## EFFICIENT SELF-TUNING STRATEGY FOR HARDWARE TRANSACTIONAL MEMORY

 $\operatorname{Ping}\,Wu$ 

College of Information and Control Engineering Weifang University No. 5147, Dongfeng Street, Weifang 261061, P. R. China wping1980@163.com

Received February 2016; accepted May 2016

ABSTRACT. Transactional Memory offers a neat programming interface for concurrent software developing. Previous Software Transactional Memory system shows great advantages over locking on synchronizing concurrent accesses but it is trapped by its low performance. Recent hardware support from Intel and IBM draws new lights on reducing the huge overhead of transactional processing. However, certain hardware limitations have made it a difficult task to use hardware transactions efficiently. A fall-back strategy is needed to avoid constant abortion of hardware transactions due to the hardware limitations. We show in this paper that different fall-back strategies would hugely affect the performance of different applications and we introduce an efficient dynamic adjustment strategy to achieve optimal performance in all situations. Our key observation is that the atomic blocks in the same execution context are likely to fit the same strategy. Based on this observation, we show in experiments that our dynamic method could achieve an average speedup of 1.4X over static method and 1.05X over TUNER.

Keywords: Hardware Transactional Memory, Fall-back strategy, Dynamic adjustment

1. Introduction. The prevalence of multi-core architecture has made multi-threaded programming the mainstream method for software developing. Multi-threaded programs require proper synchronization mechanism on accessing shared data. Fine-grained locking [1], in many years, has been the main and the most efficient way to achieve this. However, programming with locking has been proven to be difficult and error-prone [1]. Debugging this kind of programs is also a torment [1]. The concept of Transactional Memory (TM) [2] was introduced in this scenario to offer a neat programming interface while guaranteeing the correctness of multi-threaded programs. It has shown great potential to simplify software developing and debugging.

In the last decades, Software Transactional Memory (STM) [3] has demonstrated the feasibility of this way but its efficiency and performance are not comparable to that of fine-grained locking, even after a lot of improvements [4]. The performance problem has been hindering the wide adoption of TM for a long time.

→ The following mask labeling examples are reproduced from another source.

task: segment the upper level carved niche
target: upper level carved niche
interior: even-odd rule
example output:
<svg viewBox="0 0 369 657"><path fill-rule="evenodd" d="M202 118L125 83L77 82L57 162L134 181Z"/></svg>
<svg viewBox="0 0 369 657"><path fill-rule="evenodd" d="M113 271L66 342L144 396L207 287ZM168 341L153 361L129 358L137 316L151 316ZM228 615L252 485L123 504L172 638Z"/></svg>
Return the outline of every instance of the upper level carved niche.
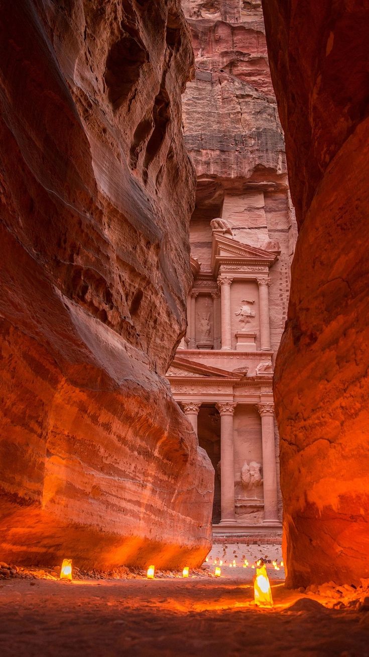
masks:
<svg viewBox="0 0 369 657"><path fill-rule="evenodd" d="M269 271L279 246L269 241L263 249L239 242L221 218L210 225L210 269L191 258L194 284L181 348L270 351Z"/></svg>

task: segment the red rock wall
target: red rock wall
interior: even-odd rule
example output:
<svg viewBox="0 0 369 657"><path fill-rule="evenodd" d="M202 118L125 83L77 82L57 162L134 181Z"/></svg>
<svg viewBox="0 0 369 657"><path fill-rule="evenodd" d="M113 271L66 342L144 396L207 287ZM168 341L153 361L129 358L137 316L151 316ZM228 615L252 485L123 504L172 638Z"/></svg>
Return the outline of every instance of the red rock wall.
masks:
<svg viewBox="0 0 369 657"><path fill-rule="evenodd" d="M195 79L183 99L185 141L198 175L191 252L203 270L209 269L209 221L216 217L228 221L234 238L244 243L263 248L271 240L278 242L269 290L275 353L287 317L297 231L261 5L183 0L182 7L196 64ZM276 423L275 440L278 472ZM281 498L279 509L282 518Z"/></svg>
<svg viewBox="0 0 369 657"><path fill-rule="evenodd" d="M290 585L369 576L367 3L265 0L300 232L274 382Z"/></svg>
<svg viewBox="0 0 369 657"><path fill-rule="evenodd" d="M201 562L213 473L165 373L185 328L179 3L3 3L0 555Z"/></svg>

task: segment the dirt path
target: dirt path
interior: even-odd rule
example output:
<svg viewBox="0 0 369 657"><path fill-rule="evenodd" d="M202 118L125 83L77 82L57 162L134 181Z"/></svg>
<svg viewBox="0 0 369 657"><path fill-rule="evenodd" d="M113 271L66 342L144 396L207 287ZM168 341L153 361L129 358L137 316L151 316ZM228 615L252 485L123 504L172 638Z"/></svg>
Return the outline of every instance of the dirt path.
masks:
<svg viewBox="0 0 369 657"><path fill-rule="evenodd" d="M248 606L250 584L229 578L14 579L0 585L0 653L369 656L367 614L326 609L281 583L273 584L273 595L274 608L258 610Z"/></svg>

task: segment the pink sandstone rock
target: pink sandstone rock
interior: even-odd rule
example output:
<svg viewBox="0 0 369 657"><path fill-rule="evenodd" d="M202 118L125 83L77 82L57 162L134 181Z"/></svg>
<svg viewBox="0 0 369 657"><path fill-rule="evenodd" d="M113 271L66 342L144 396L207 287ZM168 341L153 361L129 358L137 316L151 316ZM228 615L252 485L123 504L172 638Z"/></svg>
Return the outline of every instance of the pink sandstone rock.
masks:
<svg viewBox="0 0 369 657"><path fill-rule="evenodd" d="M369 575L367 5L263 2L300 233L274 395L290 586Z"/></svg>
<svg viewBox="0 0 369 657"><path fill-rule="evenodd" d="M1 558L198 564L213 472L163 378L194 195L179 3L1 14Z"/></svg>

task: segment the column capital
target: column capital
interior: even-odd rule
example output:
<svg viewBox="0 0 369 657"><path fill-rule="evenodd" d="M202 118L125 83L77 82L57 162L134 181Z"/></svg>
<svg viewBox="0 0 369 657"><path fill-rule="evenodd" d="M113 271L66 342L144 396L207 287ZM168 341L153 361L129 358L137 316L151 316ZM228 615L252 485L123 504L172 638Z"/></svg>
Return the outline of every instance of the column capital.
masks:
<svg viewBox="0 0 369 657"><path fill-rule="evenodd" d="M215 404L215 408L219 411L220 415L233 415L236 405L232 401L219 401Z"/></svg>
<svg viewBox="0 0 369 657"><path fill-rule="evenodd" d="M269 278L257 279L256 280L257 281L257 284L259 286L267 286L267 287L270 287L271 285L272 284L272 281Z"/></svg>
<svg viewBox="0 0 369 657"><path fill-rule="evenodd" d="M261 417L263 415L274 415L274 405L272 402L262 401L259 404L256 404L255 407Z"/></svg>
<svg viewBox="0 0 369 657"><path fill-rule="evenodd" d="M183 412L186 415L193 415L196 413L197 415L201 406L201 401L181 401L182 407L183 408Z"/></svg>
<svg viewBox="0 0 369 657"><path fill-rule="evenodd" d="M229 276L218 276L218 278L217 279L217 283L220 287L221 287L222 285L229 285L230 287L232 281L233 279Z"/></svg>

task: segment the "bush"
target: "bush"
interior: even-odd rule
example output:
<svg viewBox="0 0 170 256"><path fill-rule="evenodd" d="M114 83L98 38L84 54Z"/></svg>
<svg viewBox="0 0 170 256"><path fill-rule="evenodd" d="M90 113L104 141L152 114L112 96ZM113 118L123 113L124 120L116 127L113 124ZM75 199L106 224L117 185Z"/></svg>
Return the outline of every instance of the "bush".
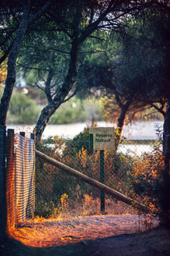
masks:
<svg viewBox="0 0 170 256"><path fill-rule="evenodd" d="M138 198L150 208L151 213L160 215L161 208L161 181L164 157L159 148L152 154L136 158L131 173L130 196Z"/></svg>

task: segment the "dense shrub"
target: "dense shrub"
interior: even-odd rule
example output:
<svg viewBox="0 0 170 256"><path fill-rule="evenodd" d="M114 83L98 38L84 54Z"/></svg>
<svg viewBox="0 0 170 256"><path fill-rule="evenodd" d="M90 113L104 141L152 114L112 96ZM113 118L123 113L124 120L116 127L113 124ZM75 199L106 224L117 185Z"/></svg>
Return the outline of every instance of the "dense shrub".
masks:
<svg viewBox="0 0 170 256"><path fill-rule="evenodd" d="M130 196L148 206L151 212L161 214L164 157L160 148L136 158L131 172Z"/></svg>
<svg viewBox="0 0 170 256"><path fill-rule="evenodd" d="M85 138L85 140L82 140ZM99 151L91 152L88 150L87 129L85 130L84 133L79 134L73 140L48 138L38 144L36 148L88 176L100 180ZM127 194L128 177L131 172L133 159L123 154L109 151L105 151L104 158L105 183ZM50 204L52 205L52 201L56 208L64 194L68 195L69 207L72 209L75 208L75 201L78 201L82 205L85 195L89 195L94 200L98 200L97 198L100 197L99 190L67 174L60 169L43 163L40 159L36 161L36 212L40 212L42 205L45 205L47 209L47 202L50 202ZM44 215L50 212L50 208L47 211Z"/></svg>

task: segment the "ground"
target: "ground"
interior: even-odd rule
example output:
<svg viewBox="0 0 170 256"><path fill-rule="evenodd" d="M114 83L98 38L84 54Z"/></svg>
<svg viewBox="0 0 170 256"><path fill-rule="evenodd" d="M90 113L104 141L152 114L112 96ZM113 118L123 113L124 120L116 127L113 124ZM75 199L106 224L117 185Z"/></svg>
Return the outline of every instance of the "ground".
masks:
<svg viewBox="0 0 170 256"><path fill-rule="evenodd" d="M112 216L113 218L114 216ZM129 229L127 226L126 233L131 233L133 227L130 216L126 215L117 219L117 222L109 216L92 216L85 217L77 220L60 220L48 222L42 221L38 222L36 228L35 223L25 223L17 230L16 236L18 240L23 237L23 243L29 244L28 246L19 240L14 239L8 239L0 247L1 256L168 256L170 255L170 232L163 227L156 227L151 230L145 232L138 232L135 233L123 233L123 228L129 223ZM134 219L134 216L133 216ZM106 225L102 226L102 222L106 221ZM115 219L116 220L116 219ZM88 222L87 222L88 221ZM112 221L112 222L111 222ZM88 228L85 223L88 222ZM50 225L49 225L50 223ZM112 224L113 223L113 224ZM119 224L120 223L120 224ZM110 225L109 225L110 224ZM34 226L33 226L34 225ZM70 227L75 227L77 229L75 233L71 234ZM81 228L84 225L83 236ZM102 226L101 226L102 225ZM111 225L113 229L111 229ZM119 226L120 225L120 226ZM50 231L47 227L52 226L56 228L56 234L58 235L54 240L54 233L48 235L47 237L47 230ZM103 227L106 227L105 229ZM68 227L68 229L67 229ZM88 228L89 227L89 228ZM90 228L91 227L91 228ZM63 228L63 233L60 233L60 228ZM24 232L29 229L29 232ZM28 240L26 239L28 234L36 235L32 240L30 237ZM64 231L64 229L65 231ZM109 229L108 233L107 229ZM119 231L120 229L120 231ZM52 231L51 229L51 231ZM105 229L105 230L104 230ZM41 231L40 231L41 230ZM79 230L79 231L78 231ZM91 230L91 231L90 231ZM99 231L100 230L100 231ZM130 231L131 230L131 231ZM137 229L136 229L137 230ZM38 235L40 233L40 236ZM54 231L53 231L54 232ZM67 234L68 232L68 235ZM120 233L113 235L113 234ZM45 235L43 236L43 233ZM23 234L21 236L21 234ZM95 235L94 235L95 234ZM109 234L109 236L108 236ZM33 235L33 236L34 236ZM62 237L61 237L62 235ZM78 236L79 236L79 242ZM105 237L103 237L103 236ZM59 237L60 236L60 237ZM20 238L19 238L20 237ZM24 238L25 237L25 238ZM93 237L93 238L92 238ZM80 239L81 238L81 239ZM77 240L76 240L77 239ZM36 245L37 241L41 241L40 246Z"/></svg>

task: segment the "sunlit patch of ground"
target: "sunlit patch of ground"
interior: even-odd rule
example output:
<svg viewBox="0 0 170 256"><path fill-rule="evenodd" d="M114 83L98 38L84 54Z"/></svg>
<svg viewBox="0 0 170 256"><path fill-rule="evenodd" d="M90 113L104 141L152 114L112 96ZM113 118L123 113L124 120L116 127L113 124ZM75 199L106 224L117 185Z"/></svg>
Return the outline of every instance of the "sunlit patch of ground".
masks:
<svg viewBox="0 0 170 256"><path fill-rule="evenodd" d="M151 220L152 227L157 220ZM147 223L150 223L148 220ZM12 233L12 236L34 247L54 247L82 240L133 233L146 229L146 218L137 215L95 215L69 219L26 221Z"/></svg>

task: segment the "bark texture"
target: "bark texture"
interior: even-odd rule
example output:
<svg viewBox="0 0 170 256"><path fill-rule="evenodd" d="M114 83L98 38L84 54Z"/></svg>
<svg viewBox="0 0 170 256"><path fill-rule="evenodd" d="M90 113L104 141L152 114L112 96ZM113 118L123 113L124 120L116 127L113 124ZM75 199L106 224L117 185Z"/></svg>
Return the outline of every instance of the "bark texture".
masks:
<svg viewBox="0 0 170 256"><path fill-rule="evenodd" d="M6 124L7 112L16 82L16 62L26 30L30 7L29 5L26 5L23 9L21 23L17 30L16 40L14 41L9 55L5 87L0 105L0 125L2 126L5 126Z"/></svg>

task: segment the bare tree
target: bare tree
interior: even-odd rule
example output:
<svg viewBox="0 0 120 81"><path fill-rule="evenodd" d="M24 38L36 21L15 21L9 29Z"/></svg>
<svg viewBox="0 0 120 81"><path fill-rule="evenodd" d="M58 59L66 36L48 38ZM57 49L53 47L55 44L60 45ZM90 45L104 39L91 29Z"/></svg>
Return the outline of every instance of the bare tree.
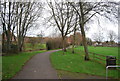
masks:
<svg viewBox="0 0 120 81"><path fill-rule="evenodd" d="M79 15L79 27L81 29L81 34L83 38L83 45L85 50L85 60L89 60L87 42L86 42L86 34L85 34L85 24L93 17L93 16L105 16L109 20L112 20L108 15L113 14L116 15L116 3L114 2L82 2L81 0L78 3L71 3L71 6L75 9L76 14ZM111 11L110 11L111 10ZM102 13L101 13L102 12Z"/></svg>
<svg viewBox="0 0 120 81"><path fill-rule="evenodd" d="M74 23L72 21L75 19L74 9L70 6L69 2L57 3L55 1L54 4L50 2L48 5L51 9L51 15L62 36L63 51L66 51L65 39L66 36L73 31L72 26Z"/></svg>
<svg viewBox="0 0 120 81"><path fill-rule="evenodd" d="M113 42L117 39L117 35L113 30L109 30L108 31L108 38L109 38L110 42Z"/></svg>
<svg viewBox="0 0 120 81"><path fill-rule="evenodd" d="M103 33L102 32L94 33L92 35L92 39L98 43L101 43L104 39Z"/></svg>
<svg viewBox="0 0 120 81"><path fill-rule="evenodd" d="M34 22L40 17L42 4L36 2L2 2L0 6L3 40L7 38L7 47L10 50L12 36L16 33L18 50L22 51L26 32L29 28L34 27Z"/></svg>
<svg viewBox="0 0 120 81"><path fill-rule="evenodd" d="M37 35L38 37L38 43L42 43L43 37L44 37L44 32L41 30L40 33Z"/></svg>

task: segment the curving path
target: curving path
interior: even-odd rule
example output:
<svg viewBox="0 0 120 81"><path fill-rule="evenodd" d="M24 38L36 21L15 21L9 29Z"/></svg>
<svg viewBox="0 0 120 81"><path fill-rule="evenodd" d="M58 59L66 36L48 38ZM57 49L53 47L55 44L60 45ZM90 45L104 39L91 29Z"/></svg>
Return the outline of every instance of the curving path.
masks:
<svg viewBox="0 0 120 81"><path fill-rule="evenodd" d="M59 50L40 53L32 57L13 79L58 79L52 68L49 55Z"/></svg>

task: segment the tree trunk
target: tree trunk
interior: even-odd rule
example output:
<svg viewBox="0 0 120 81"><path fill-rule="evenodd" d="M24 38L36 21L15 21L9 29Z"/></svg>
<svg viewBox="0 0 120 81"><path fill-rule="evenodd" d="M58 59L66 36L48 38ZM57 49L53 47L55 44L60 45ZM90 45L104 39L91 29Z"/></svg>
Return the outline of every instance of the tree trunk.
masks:
<svg viewBox="0 0 120 81"><path fill-rule="evenodd" d="M76 30L74 30L74 35L73 35L73 44L72 44L72 53L74 54L75 51L74 51L74 47L75 47L75 33L76 33Z"/></svg>
<svg viewBox="0 0 120 81"><path fill-rule="evenodd" d="M83 4L82 2L79 2L80 5L80 12L81 12L81 17L79 17L79 23L80 23L80 28L81 28L81 33L82 33L82 41L84 45L84 51L85 51L85 60L89 60L89 54L88 54L88 47L87 47L87 42L86 42L86 36L85 36L85 30L84 30L84 14L83 14Z"/></svg>
<svg viewBox="0 0 120 81"><path fill-rule="evenodd" d="M62 43L63 43L63 52L66 52L65 37L63 37Z"/></svg>
<svg viewBox="0 0 120 81"><path fill-rule="evenodd" d="M85 60L89 60L89 54L88 54L88 47L87 47L87 42L86 42L86 36L85 36L85 31L84 31L84 26L81 25L81 33L82 33L82 41L83 41L83 46L84 46L84 51L85 51Z"/></svg>

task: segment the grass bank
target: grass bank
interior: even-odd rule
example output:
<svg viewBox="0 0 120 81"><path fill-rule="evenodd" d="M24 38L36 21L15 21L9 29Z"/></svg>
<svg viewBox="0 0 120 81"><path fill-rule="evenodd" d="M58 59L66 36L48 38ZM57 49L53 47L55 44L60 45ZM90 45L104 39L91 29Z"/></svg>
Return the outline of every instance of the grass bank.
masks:
<svg viewBox="0 0 120 81"><path fill-rule="evenodd" d="M12 54L10 56L2 56L2 78L10 79L17 72L19 72L24 64L35 54L45 52L43 51L33 51L33 52L23 52L19 54Z"/></svg>
<svg viewBox="0 0 120 81"><path fill-rule="evenodd" d="M65 55L62 51L51 54L51 62L57 70L65 70L70 72L85 73L97 76L106 76L105 66L95 60L84 61L83 47L75 48L75 54L72 54L71 49L68 49ZM104 55L114 55L118 57L118 48L112 47L89 47L90 52L95 52ZM92 56L90 55L90 58ZM118 78L118 70L109 70L108 76Z"/></svg>

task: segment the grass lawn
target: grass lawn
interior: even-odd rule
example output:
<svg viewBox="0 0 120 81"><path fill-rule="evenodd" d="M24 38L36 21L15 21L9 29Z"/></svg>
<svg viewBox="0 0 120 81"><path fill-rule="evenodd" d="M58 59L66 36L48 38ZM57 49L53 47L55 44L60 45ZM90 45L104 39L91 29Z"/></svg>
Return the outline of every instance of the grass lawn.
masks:
<svg viewBox="0 0 120 81"><path fill-rule="evenodd" d="M99 62L96 62L95 60L84 61L84 52L81 50L83 50L83 47L75 48L75 54L72 54L70 49L67 50L65 55L62 54L62 51L51 54L50 59L53 67L57 70L65 70L105 77L105 66ZM118 57L118 48L114 47L89 47L89 51L104 55L114 55ZM90 55L90 58L93 58L92 55ZM112 78L118 78L118 71L109 70L108 76Z"/></svg>
<svg viewBox="0 0 120 81"><path fill-rule="evenodd" d="M39 49L46 49L46 44L35 44L34 46L32 46L32 44L30 43L26 43L25 44L25 51L28 50L39 50Z"/></svg>
<svg viewBox="0 0 120 81"><path fill-rule="evenodd" d="M12 78L17 72L21 70L25 62L27 62L33 55L42 52L45 52L45 50L23 52L19 54L12 54L10 56L2 56L2 78Z"/></svg>

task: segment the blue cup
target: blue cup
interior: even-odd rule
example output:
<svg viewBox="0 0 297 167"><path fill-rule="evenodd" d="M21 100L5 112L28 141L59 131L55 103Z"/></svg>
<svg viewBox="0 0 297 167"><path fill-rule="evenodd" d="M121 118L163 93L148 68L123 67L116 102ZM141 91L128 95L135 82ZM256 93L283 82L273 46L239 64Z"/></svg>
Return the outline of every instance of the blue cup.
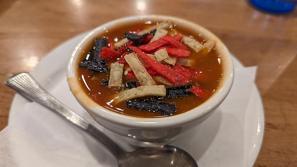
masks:
<svg viewBox="0 0 297 167"><path fill-rule="evenodd" d="M292 11L297 0L250 0L255 7L262 11L274 14L284 14Z"/></svg>

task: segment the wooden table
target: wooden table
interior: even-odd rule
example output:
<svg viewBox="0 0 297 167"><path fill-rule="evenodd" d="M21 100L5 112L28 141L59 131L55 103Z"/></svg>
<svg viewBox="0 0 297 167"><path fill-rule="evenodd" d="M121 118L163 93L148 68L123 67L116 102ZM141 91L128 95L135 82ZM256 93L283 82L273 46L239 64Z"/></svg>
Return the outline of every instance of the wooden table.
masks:
<svg viewBox="0 0 297 167"><path fill-rule="evenodd" d="M297 166L297 10L270 15L237 0L118 1L0 0L0 130L15 93L5 85L8 77L30 71L63 41L110 20L168 15L203 25L245 65L258 66L265 126L255 166Z"/></svg>

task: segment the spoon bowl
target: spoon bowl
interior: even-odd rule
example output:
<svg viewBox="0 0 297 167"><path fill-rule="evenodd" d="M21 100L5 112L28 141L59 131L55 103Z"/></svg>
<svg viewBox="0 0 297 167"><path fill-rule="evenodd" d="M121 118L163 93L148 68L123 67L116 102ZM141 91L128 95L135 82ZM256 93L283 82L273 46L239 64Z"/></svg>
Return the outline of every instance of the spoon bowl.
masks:
<svg viewBox="0 0 297 167"><path fill-rule="evenodd" d="M123 154L119 157L118 161L120 167L198 167L189 153L169 145L141 147Z"/></svg>
<svg viewBox="0 0 297 167"><path fill-rule="evenodd" d="M101 143L117 158L119 167L198 166L194 159L186 152L172 145L142 147L131 152L124 150L105 134L53 97L28 73L23 72L12 76L7 80L6 84L58 114Z"/></svg>

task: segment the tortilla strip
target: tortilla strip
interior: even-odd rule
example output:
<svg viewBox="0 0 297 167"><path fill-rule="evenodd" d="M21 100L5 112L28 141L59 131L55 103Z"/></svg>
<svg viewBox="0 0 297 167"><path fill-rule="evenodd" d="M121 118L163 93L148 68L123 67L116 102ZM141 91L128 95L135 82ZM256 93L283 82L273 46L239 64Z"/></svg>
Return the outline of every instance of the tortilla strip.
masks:
<svg viewBox="0 0 297 167"><path fill-rule="evenodd" d="M169 81L164 78L163 77L159 76L153 77L153 79L156 82L159 82L162 84L168 86L173 86L174 85Z"/></svg>
<svg viewBox="0 0 297 167"><path fill-rule="evenodd" d="M155 52L155 56L157 58L157 61L161 61L169 57L168 54L165 48L160 49Z"/></svg>
<svg viewBox="0 0 297 167"><path fill-rule="evenodd" d="M178 58L175 63L185 67L190 67L192 66L191 61L189 59Z"/></svg>
<svg viewBox="0 0 297 167"><path fill-rule="evenodd" d="M145 85L123 91L116 94L113 102L116 103L147 96L165 97L166 95L166 89L164 85Z"/></svg>
<svg viewBox="0 0 297 167"><path fill-rule="evenodd" d="M149 32L152 30L153 30L155 29L158 29L159 28L168 28L169 27L170 25L172 23L171 21L169 20L167 20L166 21L159 23L159 24L152 26L144 29L142 31L140 31L137 33L138 35L142 35L146 33Z"/></svg>
<svg viewBox="0 0 297 167"><path fill-rule="evenodd" d="M108 87L122 87L124 64L117 63L112 63L110 76L108 82Z"/></svg>
<svg viewBox="0 0 297 167"><path fill-rule="evenodd" d="M148 63L146 63L146 62L144 61L143 59L141 57L141 56L139 55L138 53L136 53L136 55L137 56L137 58L138 58L138 59L139 61L140 61L140 63L141 63L141 64L142 65L143 67L145 68L146 68L149 67L149 65L148 64Z"/></svg>
<svg viewBox="0 0 297 167"><path fill-rule="evenodd" d="M182 35L182 36L183 38L182 39L182 41L196 52L205 48L204 45L193 38L185 35Z"/></svg>
<svg viewBox="0 0 297 167"><path fill-rule="evenodd" d="M157 60L157 58L156 58L156 56L154 55L151 55L151 54L147 54L147 55L149 56L150 57L152 58L155 60Z"/></svg>
<svg viewBox="0 0 297 167"><path fill-rule="evenodd" d="M168 58L164 60L164 61L169 64L171 64L174 66L175 62L176 62L177 59L177 58L175 56L169 55Z"/></svg>
<svg viewBox="0 0 297 167"><path fill-rule="evenodd" d="M136 34L140 35L143 35L146 33L149 32L152 30L154 30L155 29L163 28L169 27L171 24L171 21L170 20L167 20L164 22L160 23L158 25L152 26L146 29L140 31L137 33ZM127 43L128 41L128 39L126 38L123 38L113 44L113 47L115 49L117 49Z"/></svg>
<svg viewBox="0 0 297 167"><path fill-rule="evenodd" d="M130 67L141 85L156 85L155 81L149 75L144 67L142 65L137 58L135 52L126 55L125 59L129 64Z"/></svg>
<svg viewBox="0 0 297 167"><path fill-rule="evenodd" d="M152 38L149 42L151 42L154 41L159 39L164 35L167 35L168 33L168 31L163 29L160 28L157 29L157 31L156 32L156 33L154 35L154 37Z"/></svg>
<svg viewBox="0 0 297 167"><path fill-rule="evenodd" d="M122 46L124 46L124 45L127 43L128 42L129 40L126 38L123 38L113 44L113 48L115 49L117 49Z"/></svg>

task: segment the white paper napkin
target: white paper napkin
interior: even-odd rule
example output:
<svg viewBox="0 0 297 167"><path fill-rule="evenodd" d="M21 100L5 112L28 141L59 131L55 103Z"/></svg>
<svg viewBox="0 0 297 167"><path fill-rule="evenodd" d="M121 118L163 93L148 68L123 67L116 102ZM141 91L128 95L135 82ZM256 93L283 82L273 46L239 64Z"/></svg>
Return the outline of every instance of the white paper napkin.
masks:
<svg viewBox="0 0 297 167"><path fill-rule="evenodd" d="M231 90L217 110L172 144L189 152L200 166L243 166L244 112L255 69L236 69ZM135 149L95 123L75 100L66 79L51 93L123 148ZM26 104L0 132L0 166L117 165L115 158L100 143L34 102Z"/></svg>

Recent hardware support from Intel [5] and IBM drew new lights on this. However, it is not an easy task to achieve high efficiency with current hardware support because of the limitations of hardware [6] (as current HTM is based on cache coherence protocol, it would be affected by the small cache capacity, interrupt, context switch, etc.). Hardware Transactional Memory (HTM) requires a fall-back strategy to tackle the limitations and to avoid constant abortion of hardware transactions. As we will show in this paper, different fall-back strategies would hugely affect the performance and, most importantly, there is no one strategy that can fit all the situations. Thus dynamic adjustment is essential.

This paper presents an efficient way to dynamically adjust the fall-back strategy to achieve optimal performance for HTM. Our dynamic adjustment mechanism is based on an important observation: atomic blocks in the same execution context (the same function or the same loop) fit the same call-back strategy. Based on this observation, we can dynamically profile the execution and choose the optimal strategy for each atomic block and thus achieve better performance. Experiments show our method could achieve an average speedup of 1.4X over static method.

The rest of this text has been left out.